Political Ecology - Relationship To Anthropology and Geography

Relationship To Anthropology and Geography

Originating in the 18th century with philosophers such as Adam Smith, Karl Marx, and Thomas Malthus, political economy attempted to explain the relationships between economic production and political processes (Ritzer 2008: 28; Perry 2003: 123). It tended toward overly structuralist explanations, focusing on the role individual economic relationships in the maintenance of social order (Wolf 1997: 7-9). Within anthropology, Eric Wolf pushed political economy towards a neo-Marxist framework which began addressing the role of local cultures as a part of the world capitalist system as opposed to earlier political economists and anthropologists who viewed those cultures as “'primitive isolates'” (Wolf 1997: 13). This approach to ethnography, however, still lacked an attention to environmental effects on political and economic processes and is still sometimes criticized for looking to structural explanations for cultural phenomena (Perry 2003: 123).

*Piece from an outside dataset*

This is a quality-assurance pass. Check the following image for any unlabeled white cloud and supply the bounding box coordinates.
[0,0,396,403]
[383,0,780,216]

Conversely, Julian Steward and Roy Rappaport's theories of cultural ecology are sometimes credited with shifting the functionalist-oriented anthropology of the 1950s and 1960s toward a more scientific anthropology, incorporating ecology and environment into ethnographic study (Perry 2003: 154-157). Yet, these theories were later found to be lacking by many anthropologists as they were criticized for “separat economic from other aspects of life, even in the process of showing the ways in which they interact with one another” (Perry 2003: 157). In other words, cultural ecology was good at exploring function in the nature-culture dichotomy, but the conclusions drawn from that theoretical position tended to ignore the impact of environment on political and economic factors.

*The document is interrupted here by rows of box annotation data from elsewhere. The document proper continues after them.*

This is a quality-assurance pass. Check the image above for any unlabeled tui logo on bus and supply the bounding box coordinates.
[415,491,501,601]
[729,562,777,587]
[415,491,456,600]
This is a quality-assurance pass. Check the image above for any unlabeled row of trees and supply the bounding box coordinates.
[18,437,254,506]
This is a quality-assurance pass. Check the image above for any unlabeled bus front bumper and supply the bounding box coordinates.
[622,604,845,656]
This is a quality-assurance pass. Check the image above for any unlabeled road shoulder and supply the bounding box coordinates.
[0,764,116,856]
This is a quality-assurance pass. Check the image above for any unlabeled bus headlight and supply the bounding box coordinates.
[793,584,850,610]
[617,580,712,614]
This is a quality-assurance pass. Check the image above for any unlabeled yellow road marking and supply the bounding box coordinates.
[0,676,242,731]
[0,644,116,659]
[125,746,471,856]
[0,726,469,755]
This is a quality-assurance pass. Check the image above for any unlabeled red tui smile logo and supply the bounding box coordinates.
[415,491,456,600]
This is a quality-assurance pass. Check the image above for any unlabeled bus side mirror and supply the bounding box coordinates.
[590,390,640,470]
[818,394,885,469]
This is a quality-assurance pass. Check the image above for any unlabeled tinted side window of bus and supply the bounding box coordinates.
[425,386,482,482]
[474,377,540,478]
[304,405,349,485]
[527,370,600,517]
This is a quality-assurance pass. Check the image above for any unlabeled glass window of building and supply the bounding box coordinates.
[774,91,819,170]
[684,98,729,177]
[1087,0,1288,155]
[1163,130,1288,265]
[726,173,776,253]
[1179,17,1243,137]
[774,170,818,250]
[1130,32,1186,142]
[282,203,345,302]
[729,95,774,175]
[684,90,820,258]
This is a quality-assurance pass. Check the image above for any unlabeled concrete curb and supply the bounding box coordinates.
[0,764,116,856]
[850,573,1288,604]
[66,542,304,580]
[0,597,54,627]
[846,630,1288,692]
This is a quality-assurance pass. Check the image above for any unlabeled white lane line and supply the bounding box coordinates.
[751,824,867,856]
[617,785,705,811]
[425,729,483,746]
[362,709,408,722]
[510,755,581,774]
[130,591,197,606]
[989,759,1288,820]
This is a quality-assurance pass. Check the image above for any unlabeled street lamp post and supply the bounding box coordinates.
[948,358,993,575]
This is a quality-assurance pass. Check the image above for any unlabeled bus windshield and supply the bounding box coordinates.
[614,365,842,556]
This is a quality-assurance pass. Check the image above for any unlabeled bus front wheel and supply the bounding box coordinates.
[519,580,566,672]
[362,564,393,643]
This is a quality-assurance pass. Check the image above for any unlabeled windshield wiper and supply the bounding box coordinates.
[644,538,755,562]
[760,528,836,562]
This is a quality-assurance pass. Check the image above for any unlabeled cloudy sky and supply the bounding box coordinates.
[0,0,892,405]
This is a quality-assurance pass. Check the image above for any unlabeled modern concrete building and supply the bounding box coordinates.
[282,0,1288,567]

Recognizing these flaws in political economy and cultural ecology, geographers and anthropologists (Wolf 1972; Blaikie 1985, Greenberg & Park 1994; Hershkovitz 1993) worked with the strengths of both to form the basis of political ecology. This approach focuses on issues of power, recognizing the importance of explaining environmental impacts on cultural processes without separating out political and economic contexts. These approaches tended to emphasize local, minority, and indigenous knowledge (Ervin 130) while moving away from privileging a Western nature-culture dichotomy.

The application of political ecology in the work of anthropologists and geographers differs depending on what the scholar is seeking to emphasize. While any approach will take both the political/economic and the ecological into account, some approaches will place more emphasis on the political while others will place more emphasis on the ecological. Some, such as geographer Michael Watts, focus on political impacts on access to environmental resources. This approach tends to see environmental harm as both a cause and an effect of “'social marginalization'” (Paulson 2003: 205).

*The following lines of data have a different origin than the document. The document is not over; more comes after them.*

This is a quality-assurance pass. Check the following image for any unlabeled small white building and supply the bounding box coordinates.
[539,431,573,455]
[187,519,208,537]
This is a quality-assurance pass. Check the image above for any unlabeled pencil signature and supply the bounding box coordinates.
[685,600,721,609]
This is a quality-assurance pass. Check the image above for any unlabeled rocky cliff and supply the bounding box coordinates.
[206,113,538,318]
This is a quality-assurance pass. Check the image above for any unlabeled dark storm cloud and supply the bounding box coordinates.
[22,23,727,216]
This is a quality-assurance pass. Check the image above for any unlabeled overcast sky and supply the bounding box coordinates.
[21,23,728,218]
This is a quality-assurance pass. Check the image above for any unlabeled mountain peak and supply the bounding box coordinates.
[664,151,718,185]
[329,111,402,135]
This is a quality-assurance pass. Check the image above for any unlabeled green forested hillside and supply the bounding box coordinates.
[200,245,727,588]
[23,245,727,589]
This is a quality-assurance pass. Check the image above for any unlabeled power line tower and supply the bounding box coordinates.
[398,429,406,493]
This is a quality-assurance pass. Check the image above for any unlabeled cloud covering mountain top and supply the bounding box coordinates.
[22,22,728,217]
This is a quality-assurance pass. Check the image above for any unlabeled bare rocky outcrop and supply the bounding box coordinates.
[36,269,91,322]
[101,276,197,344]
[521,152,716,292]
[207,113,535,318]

Others, such as Andrew Vayda and Bradley Walters (1999), criticize political ecologists for pre-supposing “the importance…of certain kinds of political factors in the explanation of environmental changes” (167). Vayda and Walter's response to overly political approaches in political ecology is to encourage what they call “event ecology” (Vayda & Walters 1999: 169), focusing on human responses to environmental events with an eye on political reactions to the events instead of presupposing the impact of political processes on environmental events.

As with any theoretical approach in the social sciences, political ecology has its strengths and weaknesses. At its core, political ecology makes great strides in attempting to contextualize political and ecological explanations of human behavior. But as Walker (2006) points out, it has failed to offer “compelling counter-narratives” to “widely influential and popular yet deeply flawed and unapologetic neo-Malthusian rants such as Robert Kaplan's (1994) 'The coming anarchy' and Jared Diamond's (2005) Collapse” (385). Another problem is the neo-Marxist nature of political ecology in a world where policy decisions are dominated by a global capitalist system (Walker 2006: 388-389). Ultimately, applying political ecology to policy decisions – especially in the US and Western Europe – will remain problematic as long as there is a resistance to Marxist and neo-Marxist theory. Founded in 2010 in Brasil and Canada, the Socio Ecolo Evolutionists are influenced by Thoreau, Reclus or Gandhi. They struggle in a local-global perspective to defend the diversity of ways of life, the choice and a global Pact for collective survey.